That they were able to set up their little swamp again so quickly alleviates any concerns I had with AWS having too much power.
Complete with drivers licenses because that's how they chose to verify DOB  :lmao:  

 
Maurile Tremblay said:
I know this is the Twitter thread rather than the Facebook thread, but I don't think we have a Facebook thread.

“Mark Changed The Rules”: How Facebook Went Easy On Alex Jones And Other Right-Wing Figures
I read it. Seems like one side (Kaplan and Zuckerberg) are arguing for ideological diversity regarding opinions allowed on Facebook while others see Facebook as a news content provider for a lot of Americans, and that concerns about fake and incendiary news should be the driving impetus behind the allowance of widely disseminated claims rather than the aforementioned diversity. I don't know what to say about who is right about the issue. Alex Jones is a completely unsympathetic character and quite possibly attached to the article to help bolster the side of those who believe that concerns about fake news and incendiary rhetoric should rule the day. That's my take on the article. Regarding how the issues are handled? Doesn't seem like a coalition of two when you're going against your own team's recommendations is really going to fly with respect to both public opinion and potential government regulation of said content.

 
I read it.
I should probably google to see what this refers to instead of going off half-cocked, but here's a phrase that concerns me:

"...which notified users when they interacted with content that was later labeled false by Facebook’s fact-checking partners ..."

I'm fairly confident that thinking of Facebook or its many competitors as monopolies is misguided.

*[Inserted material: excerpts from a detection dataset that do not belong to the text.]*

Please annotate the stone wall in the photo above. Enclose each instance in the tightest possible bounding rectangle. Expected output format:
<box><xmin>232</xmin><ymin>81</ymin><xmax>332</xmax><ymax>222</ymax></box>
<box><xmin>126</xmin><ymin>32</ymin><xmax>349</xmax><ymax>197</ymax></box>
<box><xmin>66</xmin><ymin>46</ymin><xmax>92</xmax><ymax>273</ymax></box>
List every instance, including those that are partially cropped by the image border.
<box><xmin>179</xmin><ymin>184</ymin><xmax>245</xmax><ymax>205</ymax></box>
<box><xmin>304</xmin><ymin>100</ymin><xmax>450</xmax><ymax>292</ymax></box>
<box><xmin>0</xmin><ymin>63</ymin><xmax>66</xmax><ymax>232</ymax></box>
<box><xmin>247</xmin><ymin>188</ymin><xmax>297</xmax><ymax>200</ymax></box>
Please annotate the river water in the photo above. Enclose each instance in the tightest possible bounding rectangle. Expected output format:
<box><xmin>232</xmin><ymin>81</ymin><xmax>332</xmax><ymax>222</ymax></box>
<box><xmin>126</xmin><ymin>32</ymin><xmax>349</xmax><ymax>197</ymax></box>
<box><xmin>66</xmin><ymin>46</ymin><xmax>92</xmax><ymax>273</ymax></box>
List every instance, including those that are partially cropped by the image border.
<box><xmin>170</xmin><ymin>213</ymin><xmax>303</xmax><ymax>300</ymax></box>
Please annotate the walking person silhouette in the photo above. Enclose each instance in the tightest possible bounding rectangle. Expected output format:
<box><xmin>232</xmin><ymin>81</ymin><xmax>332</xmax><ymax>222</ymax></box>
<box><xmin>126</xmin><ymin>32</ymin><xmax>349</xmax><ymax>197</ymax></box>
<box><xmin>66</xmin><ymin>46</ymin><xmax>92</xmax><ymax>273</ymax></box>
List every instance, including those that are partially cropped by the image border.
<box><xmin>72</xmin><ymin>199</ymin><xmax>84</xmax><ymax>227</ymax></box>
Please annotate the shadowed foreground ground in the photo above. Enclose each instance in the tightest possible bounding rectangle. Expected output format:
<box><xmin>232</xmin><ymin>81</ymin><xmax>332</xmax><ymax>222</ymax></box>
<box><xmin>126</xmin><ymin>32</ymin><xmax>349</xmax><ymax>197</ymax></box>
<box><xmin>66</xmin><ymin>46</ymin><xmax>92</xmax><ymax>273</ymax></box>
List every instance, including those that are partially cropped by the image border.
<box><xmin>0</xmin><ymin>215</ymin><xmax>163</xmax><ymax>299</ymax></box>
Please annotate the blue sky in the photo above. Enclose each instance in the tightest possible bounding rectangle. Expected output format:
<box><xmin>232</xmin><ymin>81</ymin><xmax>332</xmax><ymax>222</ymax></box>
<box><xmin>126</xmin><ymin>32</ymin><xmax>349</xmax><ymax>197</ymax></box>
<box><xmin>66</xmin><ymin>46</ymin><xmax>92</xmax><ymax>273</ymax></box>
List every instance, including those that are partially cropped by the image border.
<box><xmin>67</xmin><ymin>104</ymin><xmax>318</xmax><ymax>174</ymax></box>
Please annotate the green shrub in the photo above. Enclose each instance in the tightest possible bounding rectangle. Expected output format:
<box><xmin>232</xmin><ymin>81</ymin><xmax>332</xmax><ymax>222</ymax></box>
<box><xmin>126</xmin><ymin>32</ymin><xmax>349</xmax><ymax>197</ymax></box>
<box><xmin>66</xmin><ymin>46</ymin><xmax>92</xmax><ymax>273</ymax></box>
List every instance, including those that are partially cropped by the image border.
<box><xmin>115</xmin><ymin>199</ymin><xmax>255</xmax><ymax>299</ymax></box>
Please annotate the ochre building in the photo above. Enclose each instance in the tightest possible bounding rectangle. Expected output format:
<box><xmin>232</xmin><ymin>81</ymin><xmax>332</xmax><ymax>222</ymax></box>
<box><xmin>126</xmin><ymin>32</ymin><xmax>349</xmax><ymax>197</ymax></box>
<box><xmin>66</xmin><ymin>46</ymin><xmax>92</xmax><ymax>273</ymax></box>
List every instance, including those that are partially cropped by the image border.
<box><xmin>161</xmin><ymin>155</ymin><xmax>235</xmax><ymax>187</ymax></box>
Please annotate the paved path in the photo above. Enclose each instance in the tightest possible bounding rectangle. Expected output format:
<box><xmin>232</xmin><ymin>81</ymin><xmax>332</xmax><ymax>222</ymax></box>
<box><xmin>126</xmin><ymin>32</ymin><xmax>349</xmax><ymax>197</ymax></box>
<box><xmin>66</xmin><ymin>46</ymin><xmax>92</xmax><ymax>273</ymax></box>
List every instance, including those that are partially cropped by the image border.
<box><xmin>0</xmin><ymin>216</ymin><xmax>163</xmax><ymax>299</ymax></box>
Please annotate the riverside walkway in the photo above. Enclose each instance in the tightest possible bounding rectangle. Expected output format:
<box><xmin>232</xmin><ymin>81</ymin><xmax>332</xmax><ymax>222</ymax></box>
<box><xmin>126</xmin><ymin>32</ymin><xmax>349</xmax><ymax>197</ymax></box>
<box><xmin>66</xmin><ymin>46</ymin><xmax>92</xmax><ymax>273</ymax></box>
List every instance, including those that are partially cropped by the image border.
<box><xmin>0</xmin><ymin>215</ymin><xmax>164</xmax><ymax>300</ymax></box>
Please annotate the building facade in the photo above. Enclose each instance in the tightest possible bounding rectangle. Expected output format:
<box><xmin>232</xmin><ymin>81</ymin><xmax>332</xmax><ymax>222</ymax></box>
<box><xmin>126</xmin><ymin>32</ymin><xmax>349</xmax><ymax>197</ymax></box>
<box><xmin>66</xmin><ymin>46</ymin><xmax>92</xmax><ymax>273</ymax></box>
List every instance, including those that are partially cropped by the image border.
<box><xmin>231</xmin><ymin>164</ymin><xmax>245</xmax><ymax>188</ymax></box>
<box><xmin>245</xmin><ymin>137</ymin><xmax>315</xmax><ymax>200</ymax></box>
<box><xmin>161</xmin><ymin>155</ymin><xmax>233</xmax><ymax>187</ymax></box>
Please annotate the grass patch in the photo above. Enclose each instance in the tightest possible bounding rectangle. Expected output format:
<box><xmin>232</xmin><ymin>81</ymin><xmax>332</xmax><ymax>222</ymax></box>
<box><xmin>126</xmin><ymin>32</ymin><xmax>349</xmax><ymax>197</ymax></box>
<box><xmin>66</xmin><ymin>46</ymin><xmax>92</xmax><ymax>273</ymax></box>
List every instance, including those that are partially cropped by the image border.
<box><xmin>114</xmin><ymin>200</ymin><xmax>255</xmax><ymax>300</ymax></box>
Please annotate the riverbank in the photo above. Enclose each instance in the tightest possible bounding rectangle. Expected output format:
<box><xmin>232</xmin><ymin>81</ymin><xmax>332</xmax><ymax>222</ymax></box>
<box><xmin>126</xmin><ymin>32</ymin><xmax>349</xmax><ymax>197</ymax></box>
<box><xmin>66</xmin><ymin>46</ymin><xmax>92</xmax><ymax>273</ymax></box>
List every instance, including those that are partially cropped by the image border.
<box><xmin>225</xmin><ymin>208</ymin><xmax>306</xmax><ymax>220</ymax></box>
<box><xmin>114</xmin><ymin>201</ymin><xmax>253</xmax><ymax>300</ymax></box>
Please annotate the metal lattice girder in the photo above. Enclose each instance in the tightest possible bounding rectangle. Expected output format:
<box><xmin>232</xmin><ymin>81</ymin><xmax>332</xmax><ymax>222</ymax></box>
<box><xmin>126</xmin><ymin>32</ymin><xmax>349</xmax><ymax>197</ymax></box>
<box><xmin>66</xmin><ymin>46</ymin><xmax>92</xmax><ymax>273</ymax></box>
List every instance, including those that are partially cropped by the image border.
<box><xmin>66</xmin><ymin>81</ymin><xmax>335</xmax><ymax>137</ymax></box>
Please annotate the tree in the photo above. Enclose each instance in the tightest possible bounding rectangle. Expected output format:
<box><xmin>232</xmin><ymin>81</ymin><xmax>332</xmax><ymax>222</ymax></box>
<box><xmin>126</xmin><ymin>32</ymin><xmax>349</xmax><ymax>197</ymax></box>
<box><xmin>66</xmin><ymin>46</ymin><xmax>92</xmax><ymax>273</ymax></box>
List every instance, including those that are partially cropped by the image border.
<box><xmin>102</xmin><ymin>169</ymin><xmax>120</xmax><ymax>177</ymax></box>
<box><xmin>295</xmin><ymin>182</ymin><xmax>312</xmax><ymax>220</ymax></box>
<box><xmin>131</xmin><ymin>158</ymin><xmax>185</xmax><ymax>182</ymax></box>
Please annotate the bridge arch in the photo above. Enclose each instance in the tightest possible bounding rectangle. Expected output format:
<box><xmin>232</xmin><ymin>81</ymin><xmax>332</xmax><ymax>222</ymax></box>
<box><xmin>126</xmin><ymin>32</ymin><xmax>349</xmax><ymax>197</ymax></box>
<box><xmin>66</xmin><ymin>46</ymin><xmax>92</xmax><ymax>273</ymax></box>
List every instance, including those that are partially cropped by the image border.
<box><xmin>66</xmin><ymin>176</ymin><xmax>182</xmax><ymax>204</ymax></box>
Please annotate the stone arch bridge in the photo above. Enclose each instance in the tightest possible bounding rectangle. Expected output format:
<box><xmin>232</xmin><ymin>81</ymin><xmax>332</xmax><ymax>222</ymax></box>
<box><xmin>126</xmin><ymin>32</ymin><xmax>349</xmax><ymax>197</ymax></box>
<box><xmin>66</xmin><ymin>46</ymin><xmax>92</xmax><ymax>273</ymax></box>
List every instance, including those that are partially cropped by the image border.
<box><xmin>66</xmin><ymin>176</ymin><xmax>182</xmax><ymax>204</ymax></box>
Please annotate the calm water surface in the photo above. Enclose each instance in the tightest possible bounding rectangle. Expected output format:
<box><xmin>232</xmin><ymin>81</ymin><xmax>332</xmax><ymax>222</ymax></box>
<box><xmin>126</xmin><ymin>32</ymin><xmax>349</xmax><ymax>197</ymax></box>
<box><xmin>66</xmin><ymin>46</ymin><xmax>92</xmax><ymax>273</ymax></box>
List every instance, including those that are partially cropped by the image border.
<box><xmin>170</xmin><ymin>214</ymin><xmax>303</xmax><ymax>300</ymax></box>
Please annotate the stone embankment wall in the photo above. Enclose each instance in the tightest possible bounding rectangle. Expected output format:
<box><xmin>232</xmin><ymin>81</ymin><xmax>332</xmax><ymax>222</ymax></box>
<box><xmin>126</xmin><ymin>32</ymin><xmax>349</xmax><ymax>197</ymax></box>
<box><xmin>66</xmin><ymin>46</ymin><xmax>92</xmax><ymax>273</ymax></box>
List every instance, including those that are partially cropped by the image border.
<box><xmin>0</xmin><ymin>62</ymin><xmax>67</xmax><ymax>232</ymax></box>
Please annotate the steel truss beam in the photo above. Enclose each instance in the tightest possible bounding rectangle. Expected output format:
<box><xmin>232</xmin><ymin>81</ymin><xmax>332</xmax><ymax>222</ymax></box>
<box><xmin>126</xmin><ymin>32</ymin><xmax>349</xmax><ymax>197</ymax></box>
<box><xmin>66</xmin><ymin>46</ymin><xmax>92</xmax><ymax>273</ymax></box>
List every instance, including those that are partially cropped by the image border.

But if "Facebook's fact-checking partners" refers to a small group used not only by Facebook but also by all of the other major social media companies, that gets a lot closer to needing some antitrust scrutiny.

I think it's a good idea for Facebook to have its own fact-checking department. If they don't want to bear the PR burden of that, okay, outsourcing it to an independent contractor seems fine, I guess.

But if all the social media companies use the same fact-checking independent contractor, that seems terrible. That gives the fact-checker way too much influence.

Facebook should have to compete with Twitter et al. on the basis of their fact-checking. They shouldn't collude with each other, explicitly or implicitly.

If Facebook's fact-checking is dumb, Facebook should lose market-share to Twitter. And vice versa. They shouldn't use the same service.

If I ran Facebook, I'd employ my own fact-checking department. Since my fact-checkers wouldn't be privy to the sources used by publishers, it'd be hard to second-guess whether, in some particular case, the publisher followed its own journalistic standards. I'd probably assume that publishers do follow their own standards until a given publisher proves otherwise. So instead of doing fact-checking article-by-article, I'd probably go publisher-by-publisher to determine who's white-listed and who's black-listed based on whether their self-proclaimed journalistic standards meet my criteria. On that basis, the Wall Street Journal would pretty likely be in, and Infowars would pretty likely be out.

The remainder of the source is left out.